Re: [PATCH v2] ocfs2: avoid potential ABBA deadlock by reordering tl_inode lock
From: Joseph Qi
Date: Mon Jul 07 2025 - 01:58:58 EST
On 2025/7/7 11:29, Ivan Pravdin wrote:
> In ocfs2_move_extent(), tl_inode is currently locked after the global
> bitmap inode.
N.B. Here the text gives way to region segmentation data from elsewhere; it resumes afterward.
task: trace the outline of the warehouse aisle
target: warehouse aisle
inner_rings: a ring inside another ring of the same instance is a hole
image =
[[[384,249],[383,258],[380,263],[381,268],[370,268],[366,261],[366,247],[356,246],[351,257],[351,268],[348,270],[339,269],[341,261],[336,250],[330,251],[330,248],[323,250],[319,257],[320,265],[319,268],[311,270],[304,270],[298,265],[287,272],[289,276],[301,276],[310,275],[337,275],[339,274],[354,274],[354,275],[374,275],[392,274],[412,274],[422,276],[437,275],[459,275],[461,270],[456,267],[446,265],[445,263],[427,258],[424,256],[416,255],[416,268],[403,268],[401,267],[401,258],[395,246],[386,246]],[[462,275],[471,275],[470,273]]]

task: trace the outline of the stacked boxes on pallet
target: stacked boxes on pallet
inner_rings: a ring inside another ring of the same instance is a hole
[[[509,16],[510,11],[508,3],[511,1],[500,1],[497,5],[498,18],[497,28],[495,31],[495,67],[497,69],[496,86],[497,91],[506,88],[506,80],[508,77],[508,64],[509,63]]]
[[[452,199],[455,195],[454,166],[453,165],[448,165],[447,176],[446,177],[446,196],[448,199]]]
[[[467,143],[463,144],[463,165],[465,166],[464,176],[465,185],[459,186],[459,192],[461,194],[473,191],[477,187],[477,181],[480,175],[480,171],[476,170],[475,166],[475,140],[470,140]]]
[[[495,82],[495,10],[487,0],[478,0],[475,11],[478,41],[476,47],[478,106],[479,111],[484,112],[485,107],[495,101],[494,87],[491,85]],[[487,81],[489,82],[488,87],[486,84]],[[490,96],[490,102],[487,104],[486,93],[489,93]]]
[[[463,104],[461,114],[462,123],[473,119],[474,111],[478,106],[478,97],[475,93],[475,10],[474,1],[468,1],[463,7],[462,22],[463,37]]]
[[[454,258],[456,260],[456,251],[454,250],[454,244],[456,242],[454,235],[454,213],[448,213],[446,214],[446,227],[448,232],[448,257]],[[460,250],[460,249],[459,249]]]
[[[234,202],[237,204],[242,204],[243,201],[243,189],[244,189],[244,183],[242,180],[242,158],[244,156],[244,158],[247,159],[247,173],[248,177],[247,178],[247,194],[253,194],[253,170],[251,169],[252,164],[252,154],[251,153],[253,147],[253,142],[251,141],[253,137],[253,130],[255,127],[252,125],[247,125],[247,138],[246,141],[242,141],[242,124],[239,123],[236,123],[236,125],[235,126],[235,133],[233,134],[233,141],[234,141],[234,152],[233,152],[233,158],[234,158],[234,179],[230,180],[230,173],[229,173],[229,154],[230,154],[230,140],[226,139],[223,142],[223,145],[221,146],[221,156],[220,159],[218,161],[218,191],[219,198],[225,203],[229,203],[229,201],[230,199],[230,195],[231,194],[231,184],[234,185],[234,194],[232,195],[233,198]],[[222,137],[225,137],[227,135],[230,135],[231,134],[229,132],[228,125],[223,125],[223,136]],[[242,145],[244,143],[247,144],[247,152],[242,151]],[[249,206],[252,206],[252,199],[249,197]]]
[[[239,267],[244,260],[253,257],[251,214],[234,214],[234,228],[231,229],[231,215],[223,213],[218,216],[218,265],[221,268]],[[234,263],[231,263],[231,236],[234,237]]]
However, in ocfs2_flush_truncate_log(), the lock order
> is reversed: tl_inode is locked first, followed by the global bitmap
> inode.
>
> This creates a classic ABBA deadlock scenario if two threads attempt
> these operations concurrently and acquire the locks in different orders.
>
> To prevent this, move the tl_inode locking earlier in
> ocfs2_move_extent(), so that it always precedes the global bitmap
> inode lock.
>
> No functional changes beyond lock ordering.
>
> Reported-by: syzbot+6bf948e47f9bac7aacfa@xxxxxxxxxxxxxxxxxxxxxxxxx
> Closes: https://lore.kernel.org/all/67d5645c.050a0220.1dc86f.0004.GAE@xxxxxxxxxx/
> Signed-off-by: Ivan Pravdin <ipravdin.official@xxxxxxxxx>
> ---
> v1 -> v2: Fixed unlocking order in ocfs2_move_extent.
>
> fs/ocfs2/move_extents.c | 13 +++++++------
> 1 file changed, 7 insertions(+), 6 deletions(-)
>
> diff --git a/fs/ocfs2/move_extents.c b/fs/ocfs2/move_extents.c
> index 369c7d27befd..aaf8eb2693a4 100644
> --- a/fs/ocfs2/move_extents.c
> +++ b/fs/ocfs2/move_extents.c
> @@ -617,6 +617,8 @@ static int ocfs2_move_extent(struct ocfs2_move_extents_context *context,
> */
> credits += OCFS2_INODE_UPDATE_CREDITS + 1;
>
> + inode_lock(tl_inode);
> +
> /*
> * ocfs2_move_extent() didn't reserve any clusters in lock_allocators()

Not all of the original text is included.